The Dow Jones Industrial Average rose 331 points (1.0%) to 33,375, the S&P 500 Index climbed 74 points (1.9%) to 3,973, and the Nasdaq Composite soared 288 points (2.7%) to 11,140. In moderate volume, 3.9 billion shares of NYSE-listed stocks were traded, and 5.9 billion shares changed hands on the Nasdaq. WTI crude oil gained $1.03 to $81.64 per barrel. Elsewhere, the gold spot price went up $5.20 to $1,929.10 per ounce, and the Dollar Index dipped 0.1% to 101.98. Markets ended mixed for the week, as the S&P 500 declined 0.7%, and the DJIA fell 2.7%, while the Nasdaq Composite increased 0.6%.
Netflix Inc. (NFLX $343) reported adjusted Q4 earnings-per-share (EPS) of $0.12, well short of the $0.45 the FactSet estimate, while revenues were mostly in line with expectations at $7.85 billion, an 18.5% increase year-over-year (y/y). The on-demand video streaming service company cited a $462 million loss related to Euro-denominated debt for the lower-than-expected EPS figure, but posted an operating margin of 7%, which eclipsed analysts' expectations, and added 7.66 million net subscribers during the quarter, trouncing the Street's forecast of 4.57 million additions. NFLX also announced that co-CEO Reed Hastings will step down from his position and transition to Executive Chairman, with the company's current Chief Operating Officer, Greg Peters, promoted to join Ted Sarandos in the role.

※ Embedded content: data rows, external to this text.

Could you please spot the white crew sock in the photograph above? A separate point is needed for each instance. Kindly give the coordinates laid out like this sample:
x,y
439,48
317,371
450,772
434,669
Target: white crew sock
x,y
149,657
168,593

Looking ahead, NFLX said it sees Q1 2023 EPS of $2.82 versus estimates for $2.98, on revenues of $8.17 billion, a shade above the Street's $8.15 billion forecast. Shares were nicely higher.
PPG Industries Inc. (PPG $131) posted Q4 EPS of $1.22 ex-items, above the expected $1.13, with revenues nearly flat y/y at $4.19 billion, versus the forecasted $4.11 billion. President and CEO Tim Knavish said the company "continued to make good progress on our focus to achieve full operating margin recovery…despite more acute pandemic-related demand disruptions in China," adding that the earnings improvement was driven by aggregate selling price increases and that it remained focused on alleviating the significant cost inflation incurred the past two years. The paints and coatings maker said it sees Q1 EPS within a range of $1.10-1.20, compared to the FactSet estimate of $1.35, with higher corporate and interest expenses estimated to negatively impact adjusted EPS by roughly $0.20 on a y/y basis. PPG traded to the upside.

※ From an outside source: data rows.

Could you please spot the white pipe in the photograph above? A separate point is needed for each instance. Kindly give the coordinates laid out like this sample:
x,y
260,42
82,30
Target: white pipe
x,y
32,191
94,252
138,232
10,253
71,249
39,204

Google parent Alphabet Inc. (GOOGL $98) said it will lay off 12,000 employees, or roughly 6% of its workforce, adding to the list of major tech companies shedding workers amid fears of an oncoming recession. In an email to staff, CEO Sundar Pichai said the cuts in the U.S. will begin immediately, but those in other countries could take longer as a result of local laws and practices. Shares were higher.

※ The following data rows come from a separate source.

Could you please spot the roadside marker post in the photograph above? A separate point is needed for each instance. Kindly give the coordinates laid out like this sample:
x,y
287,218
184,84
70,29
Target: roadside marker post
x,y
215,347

Q4 earnings season has gained steam and investors continue to grapple with the ultimate impact of aggressive Fed actions to try to combat rising prices. Schwab’s Chief Investment Strategist Liz Ann Sonders notes in our latest Schwab Market Perspective: Slowdown or Recession?, how although it's possible the Federal Reserve will guide the economy to a "soft landing," evidence has been pointing toward recession. You can follow Liz Ann on Twitter: @LizAnnSonders.
The Central Bank downshifted in December from a string of four-straight 75-basis point (bp) rate hikes to a 50-bp increase. However, the deceleration remained unusually aggressive, and the Fed signaled that restrictive policy will likely have to remain in place for longer and at a potentially higher "terminal rate" than expected.
Read all our market commentary on our Insights & Education page, and you can follow us on Twitter at @SchwabResearch.Existing home sales fall for an eleventh-straight monthExisting home sales were down 1.5% month-over-month (m/m) in December to an annual rate of 4.02 million units, but above the Bloomberg consensus estimate of a 3.96 million-unit pace, while November's figure was adjusted downward to 4.08 million units. Contract closings declined for the eleventh-straight month, marking the lowest level since November 2010, and were down 34.0% versus a year ago. Sales in nearly all four major U.S. regions were down m/m, compared to last year, except for the West, which was unchanged.
The median existing home price was up 2.3% from a year ago at $366,900—marking the 130th straight y/y gain and the longest-running streak on record—but the sixth month in a row that the median sales price decelerated from the record high of $413,800 in June. The number of homes for sale declined 13.4% m/m, with unsold inventory at a 2.9 month's supply at the current sales pace, but up from the 1.7 months pace in the same period last year.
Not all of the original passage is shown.